While 360-degree assessment is useful in middle-management programmes, Rimmer warns that if a junior team leader has had very little management or leadership experience and is really just ‘the most senior one in the team’, using a 360-degree assessment that focuses on particular leadership or management traits and behaviours might not always give a very positive result, or produce enough useful data.
“Often at this level, making sure the person really understands the role of the team leader, followed by self-assessment of how they feel they do against those functions, is probably going to be more practical and useful,” explains Rimmer.
Junior and middle-management programmes generally focus on emotional intelligence and include content on influencing, good communication, the ability to communicate around a vision, and purpose, according to Gordon. Other elements include: time management networking being values-driven (competent and honest) using politics constructively how to think – and act – strategically managing different stakeholders delegation how to pick yourself up when things go wrong giving and receiving feedback and learning how to coach others. This development should also include some goal setting and goal stretching.
As with any training or development programme, one of the difficulties for learning and development lies in measuring success.

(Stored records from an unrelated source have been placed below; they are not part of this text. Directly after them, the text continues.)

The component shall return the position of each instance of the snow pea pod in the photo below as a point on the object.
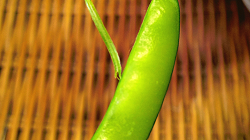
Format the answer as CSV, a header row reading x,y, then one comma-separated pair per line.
x,y
142,88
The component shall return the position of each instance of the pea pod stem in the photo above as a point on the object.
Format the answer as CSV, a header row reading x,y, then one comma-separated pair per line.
x,y
106,38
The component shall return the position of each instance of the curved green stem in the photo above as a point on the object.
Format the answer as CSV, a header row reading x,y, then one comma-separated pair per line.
x,y
106,38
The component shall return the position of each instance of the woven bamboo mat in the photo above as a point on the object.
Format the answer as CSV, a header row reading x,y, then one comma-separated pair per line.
x,y
57,79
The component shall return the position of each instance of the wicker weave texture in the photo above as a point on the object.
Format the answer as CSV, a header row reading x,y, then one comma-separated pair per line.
x,y
57,79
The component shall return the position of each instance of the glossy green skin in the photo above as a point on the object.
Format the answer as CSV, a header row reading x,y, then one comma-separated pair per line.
x,y
142,88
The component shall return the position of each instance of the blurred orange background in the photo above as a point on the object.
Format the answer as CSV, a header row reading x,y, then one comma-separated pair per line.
x,y
57,79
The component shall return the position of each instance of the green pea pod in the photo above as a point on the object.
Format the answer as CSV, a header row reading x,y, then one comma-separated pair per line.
x,y
142,88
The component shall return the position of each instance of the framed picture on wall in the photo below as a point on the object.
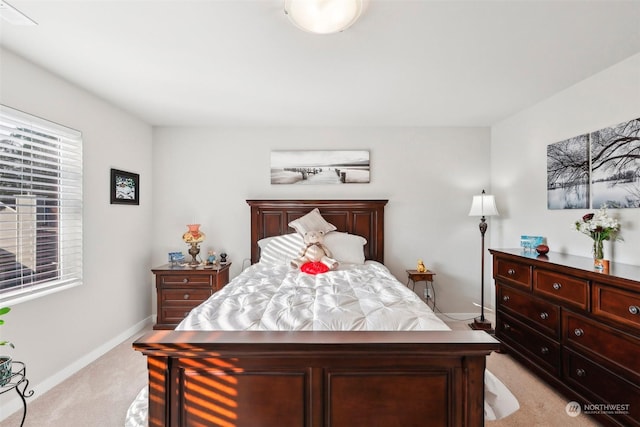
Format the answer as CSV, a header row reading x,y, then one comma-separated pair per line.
x,y
320,167
125,188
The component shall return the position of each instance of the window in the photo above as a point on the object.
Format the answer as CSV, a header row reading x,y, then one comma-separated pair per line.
x,y
40,206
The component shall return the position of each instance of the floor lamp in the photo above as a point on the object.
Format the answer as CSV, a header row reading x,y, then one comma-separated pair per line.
x,y
482,205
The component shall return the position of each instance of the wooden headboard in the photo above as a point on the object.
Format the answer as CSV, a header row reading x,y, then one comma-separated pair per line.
x,y
363,217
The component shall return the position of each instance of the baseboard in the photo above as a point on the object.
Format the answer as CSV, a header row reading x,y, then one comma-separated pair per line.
x,y
14,404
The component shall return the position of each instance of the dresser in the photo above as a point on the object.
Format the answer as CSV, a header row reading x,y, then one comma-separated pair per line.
x,y
575,327
179,289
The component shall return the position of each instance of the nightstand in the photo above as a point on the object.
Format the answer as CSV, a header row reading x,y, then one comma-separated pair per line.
x,y
179,289
414,276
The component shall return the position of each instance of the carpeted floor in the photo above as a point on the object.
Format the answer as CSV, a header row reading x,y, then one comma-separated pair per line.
x,y
99,395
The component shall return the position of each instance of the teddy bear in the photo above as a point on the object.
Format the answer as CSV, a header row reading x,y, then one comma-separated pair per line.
x,y
314,251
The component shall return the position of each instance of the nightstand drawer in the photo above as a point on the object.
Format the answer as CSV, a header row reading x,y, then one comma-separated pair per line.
x,y
184,297
513,272
544,315
617,305
617,349
175,315
566,289
185,279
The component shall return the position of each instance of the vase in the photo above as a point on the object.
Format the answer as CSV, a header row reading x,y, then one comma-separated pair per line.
x,y
598,255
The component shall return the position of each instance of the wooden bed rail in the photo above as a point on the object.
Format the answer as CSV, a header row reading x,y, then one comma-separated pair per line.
x,y
316,378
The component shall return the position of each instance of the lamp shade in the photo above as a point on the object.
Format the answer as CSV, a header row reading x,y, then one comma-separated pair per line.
x,y
483,205
323,16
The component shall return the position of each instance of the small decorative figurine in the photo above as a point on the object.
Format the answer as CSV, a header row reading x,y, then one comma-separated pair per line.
x,y
211,258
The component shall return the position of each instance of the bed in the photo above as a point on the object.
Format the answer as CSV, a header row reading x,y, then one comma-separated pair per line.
x,y
226,366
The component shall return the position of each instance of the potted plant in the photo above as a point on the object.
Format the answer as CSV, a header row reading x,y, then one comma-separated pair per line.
x,y
5,361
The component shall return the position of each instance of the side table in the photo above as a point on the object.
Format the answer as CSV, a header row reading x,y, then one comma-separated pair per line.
x,y
18,381
414,276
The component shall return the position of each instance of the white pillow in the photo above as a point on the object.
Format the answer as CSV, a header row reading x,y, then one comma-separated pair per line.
x,y
345,247
280,250
312,221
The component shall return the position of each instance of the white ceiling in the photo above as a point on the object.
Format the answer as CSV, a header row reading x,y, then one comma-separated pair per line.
x,y
404,63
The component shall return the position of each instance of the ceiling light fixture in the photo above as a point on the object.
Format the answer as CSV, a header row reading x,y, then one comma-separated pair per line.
x,y
14,16
323,16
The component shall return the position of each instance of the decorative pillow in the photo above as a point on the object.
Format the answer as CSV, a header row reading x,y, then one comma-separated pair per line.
x,y
345,247
280,250
314,267
312,221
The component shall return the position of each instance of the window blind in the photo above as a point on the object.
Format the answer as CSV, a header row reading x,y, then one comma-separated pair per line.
x,y
40,206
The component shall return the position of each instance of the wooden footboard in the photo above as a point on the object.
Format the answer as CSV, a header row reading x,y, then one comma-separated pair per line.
x,y
337,379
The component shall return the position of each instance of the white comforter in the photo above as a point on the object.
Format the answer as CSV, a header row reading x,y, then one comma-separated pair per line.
x,y
353,297
277,298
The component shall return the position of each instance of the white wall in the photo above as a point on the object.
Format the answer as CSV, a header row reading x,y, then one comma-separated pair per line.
x,y
57,334
429,176
518,157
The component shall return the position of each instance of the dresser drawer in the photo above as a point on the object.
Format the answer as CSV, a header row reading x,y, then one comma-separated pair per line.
x,y
614,304
544,315
515,273
568,290
619,350
544,351
603,386
184,297
185,279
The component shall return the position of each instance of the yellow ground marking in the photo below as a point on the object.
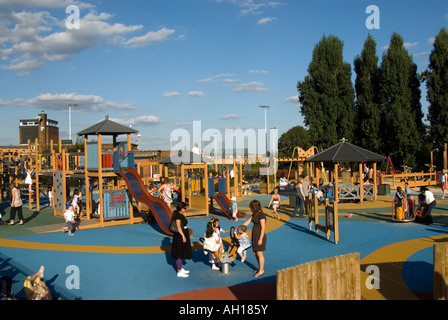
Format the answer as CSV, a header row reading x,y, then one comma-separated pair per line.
x,y
390,260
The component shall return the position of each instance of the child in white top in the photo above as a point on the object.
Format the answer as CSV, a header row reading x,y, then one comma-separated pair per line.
x,y
243,240
69,216
234,209
213,243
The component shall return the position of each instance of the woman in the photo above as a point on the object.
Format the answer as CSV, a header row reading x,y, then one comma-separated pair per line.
x,y
166,192
16,205
430,202
181,246
258,219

Measurement can be set up in a number of ways: staff satisfaction surveys, monitoring the number of sickness absence days or other absence rates, staff turnover, or coaching time with managers.
Tracking can also be conducted through staff feedback and personal development, says Gordon. “You can look at how many ideas are coming up, how much responsibility people take for themselves, and whether people are saying they’ve done what they planned to do – and if they didn’t, are they full of excuses?”
Rimmer says many learning and development departments make the mistake of leaving measuring tools as an afterthought.
She recommends that any measuring tool is agreed at the development planning stage – something that Masterclass incorporated into a programme for the Probation Service. Rimmer explains the Probation Service, which was recording about 4,000 stress-related sickness absence days per year, used that figure as a guide, and halved it in the subsequent year after leadership development initiatives were put in place.
Case study: Shurgard
US self-storage firm Shurgard began operating in the UK in 1999. Eight years later, the decentralisation and globalisation of its business had prompted a need for greater autonomy and a reorganisation of roles.
“We realised we had a management team that was bright and hard-working, but suffered from a lack of development focus,” explains Terry Whitney, European learning and development manager at Shurgard Self-Storage Centres.
The company wanted to create a consistent layer of district managers across Europe who could lead, inspire and motivate. Middle managers had to lead and manage increasing numbers of store personnel with reduced centralised support. They were also required to operate at a higher managerial level.
Shurgard brought in workplace assessor SHL to conduct a performance assessment of its middle managers. It designed a programme to benchmark current managerial talents perform a gap analysis to determine the strengths and limitations of the management team recommend how the current managerial team could achieve new expectations and assess the leadership potential of the current team.
Twenty-one managers were invited to a one-day assessment at an SHL diagnostic development centre. The programme included exercises aligned to specific competencies, psychometric tests, a role play and numerical, verbal and abstract reasoning tests. Each attendee received feedback from a senior SHL assessor, who explained their results and reviewed their development needs.